Phylogenetic analysis

The evolutionary relationships of maker genes, including methane oxidation (PmoA), hydrogen oxidation (NiFe), CO oxidation (CoxL), ammonia oxidation (AmoA), nitrite oxidation (NxrA) and carbon fixation (RbcL) were visualised by constructing phylogenetic trees of protein sequences.
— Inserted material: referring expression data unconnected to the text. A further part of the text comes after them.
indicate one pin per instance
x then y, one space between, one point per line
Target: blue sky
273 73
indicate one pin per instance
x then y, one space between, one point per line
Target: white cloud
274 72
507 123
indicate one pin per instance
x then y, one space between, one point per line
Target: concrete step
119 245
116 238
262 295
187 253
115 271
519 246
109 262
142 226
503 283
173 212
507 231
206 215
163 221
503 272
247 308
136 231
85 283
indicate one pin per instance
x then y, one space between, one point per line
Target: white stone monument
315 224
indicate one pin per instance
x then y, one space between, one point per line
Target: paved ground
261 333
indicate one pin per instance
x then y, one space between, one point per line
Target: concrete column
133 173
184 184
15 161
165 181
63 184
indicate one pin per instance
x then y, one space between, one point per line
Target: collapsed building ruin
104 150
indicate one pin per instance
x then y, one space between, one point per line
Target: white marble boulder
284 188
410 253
Briefly, protein sequences retrieved from the MAGs and metagenomic assembled reads by homology-based searches against a subset of reference sequences from a custom database100, and were aligned using MAFFT87 with default parameters, and subsequently trimmed using Trimal v1.2rev59 (“-gappyout”)88. The trimmed multiple sequence alignments were used to infer phylogenetic trees with the maximum likelihood method incorporating substitution model selection and 1000 bootstrap iterations implement in IQ-TREE2 v1.6.12 (“-alrt 1000 -B 1000 -m TEST”)89. Tree rendering was performed using the Python package ETE3101 combined with visualisation in iTOL91.
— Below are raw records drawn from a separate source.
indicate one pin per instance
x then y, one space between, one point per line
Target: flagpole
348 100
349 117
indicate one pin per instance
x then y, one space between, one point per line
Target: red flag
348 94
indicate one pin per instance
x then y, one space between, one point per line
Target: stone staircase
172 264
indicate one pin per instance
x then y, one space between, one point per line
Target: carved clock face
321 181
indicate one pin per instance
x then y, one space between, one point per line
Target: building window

Methane carbon conversion efficiency

Theoretical estimation of carbon assimilation into microbial biomass was based on measured methane oxidation rates. Three seminal papers on methane carbon assimilation were used to calculate a constant conversion factor54,55,102. The percentage of methane carbon assimilation varied between 20 and 62%. By utilising the median for each range and computing the mean (40%), we determined the amount of methane carbon assimilated in units of nmol C cell−1 min−1 by multiplying the cell-specific methane oxidation rate by a constant fraction of 0.4. This measurement provides a quantifiable indicator of the role of aerobic methanotrophs in the carbon cycle. One drawback of this approach is that it does not consider variations in assimilation across different cells and variations in assimilation across different physicochemical conditions.